AIでメンタルヘルスが出来る日本語アプリ③SELF
Androidでダウンロードできるこの手のアプリは、こちら「SELF」のみのようです。(iPhone版もあります)
なので、わたしはこちらを1ヵ月使ってみました。
実体験も含めて解説します
・SELFの会話エンジンはしっかりと内容にそった会話をしてくれます。
「お金で困ってるって言ってたよね」という問いかけに答えると、「節約したい?給料を上げたい?貯金したい?」と問いかけてきて、「なるほど、そういうわけではないんだね」など、一つのテーマを掘り下げて会話してくれたりします。
・その日のユーザーの状態やメンタル、体調を予測、加味したうえで会話を展開します。
「今日の調子はどうですか?」という問いかけに悪いと答えると、「体調の問題なのか?メンタルの問題なのか?」などと問いかけてきたります。「同じように調子が悪いと答えた人は〇〇人」という情報もくれたりします。
・ユーザーの嗜好だけじゃなく、昨日の体調や気分までも記憶し管理します。
「昨日は体調が良かったようだけど…」や「ここ最近のあなたは非常に機嫌がいいというデータが出ている」など、最近のユーザーの状態を把握しています。
・メンタルの悩みや問題を聞くだけでなく、気持ちを受け止め、解決の提案も行います。
「今日はやる気がないのか」という問いかけに答えてみたら、「そういうときは開き直ってダラダラしよう」と言ってみたり、「僕もやる気がないから同じだね」と言ってきたりします。
・SELFアプリには7体のロボットがいるので、あなたに合うロボットが見つかるはずです。
ツッコミキャラでユーザーを応援してくれる初期型ロボ、ユーザーの嗜好にあった情報や最新ニュースを提案してくれるインテリロボ、愚痴を聞いてくれる毒舌キャラのおかまロボ、何気ない雑談ができる猫ロボなど、無課金で相手をしてくれます。ロボット同士情報を共有しているので、他のロボットに話した内容を別のロボットが把握しています。中には一部課金することでスムーズに会話ができるロボもあるようです。
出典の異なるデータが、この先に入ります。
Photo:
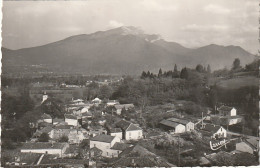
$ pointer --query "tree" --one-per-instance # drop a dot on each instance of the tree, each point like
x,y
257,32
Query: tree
x,y
199,68
175,68
160,72
236,64
208,69
184,73
143,76
44,137
64,138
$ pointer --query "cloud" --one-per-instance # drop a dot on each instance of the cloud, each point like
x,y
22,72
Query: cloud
x,y
115,24
216,9
153,5
203,28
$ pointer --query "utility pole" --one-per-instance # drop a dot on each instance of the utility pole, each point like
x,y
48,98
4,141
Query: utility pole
x,y
178,150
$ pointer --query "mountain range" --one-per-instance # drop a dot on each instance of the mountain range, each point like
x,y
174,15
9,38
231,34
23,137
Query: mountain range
x,y
123,50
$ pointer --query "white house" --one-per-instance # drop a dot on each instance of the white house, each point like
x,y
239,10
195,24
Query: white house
x,y
116,132
215,131
130,131
227,111
249,145
173,127
105,143
44,97
188,124
119,107
46,118
45,148
112,102
71,119
96,101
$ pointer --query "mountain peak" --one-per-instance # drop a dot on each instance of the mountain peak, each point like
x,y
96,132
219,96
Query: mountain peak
x,y
126,30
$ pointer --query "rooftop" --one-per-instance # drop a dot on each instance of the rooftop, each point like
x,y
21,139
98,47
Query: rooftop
x,y
121,146
43,145
177,120
69,116
169,123
103,138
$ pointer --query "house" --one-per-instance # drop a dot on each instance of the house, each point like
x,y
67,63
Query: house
x,y
105,143
76,136
215,131
45,148
112,102
173,127
130,131
250,145
77,102
46,118
71,119
17,159
188,124
57,121
46,130
96,101
116,132
227,111
119,107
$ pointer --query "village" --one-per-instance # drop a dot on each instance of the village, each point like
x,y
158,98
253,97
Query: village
x,y
104,133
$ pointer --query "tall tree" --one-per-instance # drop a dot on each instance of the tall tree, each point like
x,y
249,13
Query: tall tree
x,y
208,69
184,73
160,72
175,68
236,64
199,68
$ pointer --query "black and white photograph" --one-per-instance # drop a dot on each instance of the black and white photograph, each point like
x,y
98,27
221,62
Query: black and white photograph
x,y
130,83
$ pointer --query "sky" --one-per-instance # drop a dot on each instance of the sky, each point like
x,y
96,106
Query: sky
x,y
192,23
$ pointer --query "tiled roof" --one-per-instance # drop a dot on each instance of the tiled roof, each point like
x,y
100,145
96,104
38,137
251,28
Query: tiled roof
x,y
123,124
225,108
63,127
46,116
137,149
103,138
133,127
115,130
69,116
211,128
126,106
169,123
177,120
120,146
253,142
43,145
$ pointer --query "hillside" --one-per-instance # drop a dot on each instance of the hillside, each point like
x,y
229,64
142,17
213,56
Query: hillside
x,y
124,50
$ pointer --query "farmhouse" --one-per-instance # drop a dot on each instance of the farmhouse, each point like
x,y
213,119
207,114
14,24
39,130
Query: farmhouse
x,y
188,124
105,143
173,127
130,131
215,131
71,119
96,101
227,111
119,107
116,132
46,118
45,148
112,102
249,145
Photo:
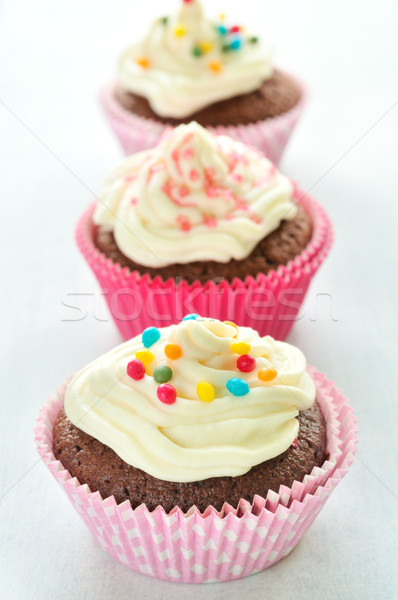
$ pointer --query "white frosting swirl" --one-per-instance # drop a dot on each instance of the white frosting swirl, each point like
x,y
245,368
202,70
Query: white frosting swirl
x,y
193,440
164,69
194,197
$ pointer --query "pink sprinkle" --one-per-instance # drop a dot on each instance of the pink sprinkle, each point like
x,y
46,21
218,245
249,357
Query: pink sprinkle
x,y
194,175
210,221
184,223
188,154
240,204
184,191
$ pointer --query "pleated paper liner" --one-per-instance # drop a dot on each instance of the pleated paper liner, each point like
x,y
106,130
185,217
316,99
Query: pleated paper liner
x,y
268,303
213,546
137,133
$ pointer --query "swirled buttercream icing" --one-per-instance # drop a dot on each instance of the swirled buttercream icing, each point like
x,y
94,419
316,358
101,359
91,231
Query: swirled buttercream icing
x,y
200,399
188,61
194,197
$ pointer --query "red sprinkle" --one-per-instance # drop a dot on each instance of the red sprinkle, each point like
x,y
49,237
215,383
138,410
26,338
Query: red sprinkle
x,y
167,393
136,369
246,363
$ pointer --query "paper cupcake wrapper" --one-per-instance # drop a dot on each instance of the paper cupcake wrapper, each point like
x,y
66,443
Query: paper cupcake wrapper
x,y
214,546
138,133
268,303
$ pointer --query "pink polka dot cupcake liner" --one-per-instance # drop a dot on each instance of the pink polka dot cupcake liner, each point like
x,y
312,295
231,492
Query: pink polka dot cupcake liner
x,y
268,303
213,546
137,133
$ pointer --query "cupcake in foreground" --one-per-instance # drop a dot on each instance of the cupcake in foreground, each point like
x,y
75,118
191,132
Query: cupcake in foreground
x,y
199,451
204,224
190,67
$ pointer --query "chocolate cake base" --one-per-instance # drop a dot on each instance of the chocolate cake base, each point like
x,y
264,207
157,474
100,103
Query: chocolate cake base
x,y
96,465
277,95
282,245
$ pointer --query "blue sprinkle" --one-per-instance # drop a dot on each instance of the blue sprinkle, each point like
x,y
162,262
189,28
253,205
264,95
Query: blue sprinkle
x,y
236,44
238,386
150,336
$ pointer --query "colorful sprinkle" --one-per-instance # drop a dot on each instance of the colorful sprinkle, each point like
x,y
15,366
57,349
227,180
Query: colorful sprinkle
x,y
179,30
167,393
145,356
191,317
246,363
162,374
237,386
267,374
241,347
215,66
142,62
205,391
136,369
172,351
206,47
236,44
150,336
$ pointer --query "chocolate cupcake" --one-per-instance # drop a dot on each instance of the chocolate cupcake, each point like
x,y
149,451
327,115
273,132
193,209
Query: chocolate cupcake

わたしが気に入っているのが、スマホに表示される通知機能。プロフィールに始業時間・終業時間・休憩時間を設定しておくと、その時その時に「無理しないでね」「やった!休憩だね」「今日も頑張ったね、えらい」など、ユーザーをほっこりさせてくれる一言をお知らせしてくれます。定型文がいくつもあるようで、同じ文章が連日で送信されないようになっているので、お決まりの文句という感じはあまりないです。
AIは唯一無二の存在となるのか…。
これらのテクノロジーは将来、ユーザーがパーソナルアシスタントや友人のような存在であると考えるようになる可能性が高い、そしてAIは、人間の友人よりユーザーのことを深く理解するようになる可能性が高いため、もしかすると「唯一無二の友人」になるかもしれません。
このようにAIがユーザーのことを深く理解するようになると、親密さや信頼の感情が生まれ、それが孤立感や孤独感の解消にもつながるかもしれません。
さらに、AIがサポートを得ることを勧めると、ユーザーがその提案を信頼し、それに基づいて行動するようになる可能性があります。近い将来、AIは予約を取ったり、ユーザーを施設まで運ぶために自動運転車を呼んだり、 差し迫った脅威がないときに健康増進機能として担当医に観察記録を送ったりといったことまでするようになるかもしれません。
AIはまだ新しいテクノロジーですが、非常に多くの課題を効率的に実行できる能力をすでに備えています。さまざまなメンタルヘルスの問題に苦しむ人をサポートする役割をAIに担わせることには大きな意味があり、幸いなことに、すでに多くの研究者がそのための取り組みを進めているのです。
今の段階では基本的なアドバイスだけのようですが、これから精度が上がっていくのは確実です。
実際にメンタルヘルスのケアに使ってみてもいいと思いますし、話のネタとして使ってみるのもいいかもしれませんよ。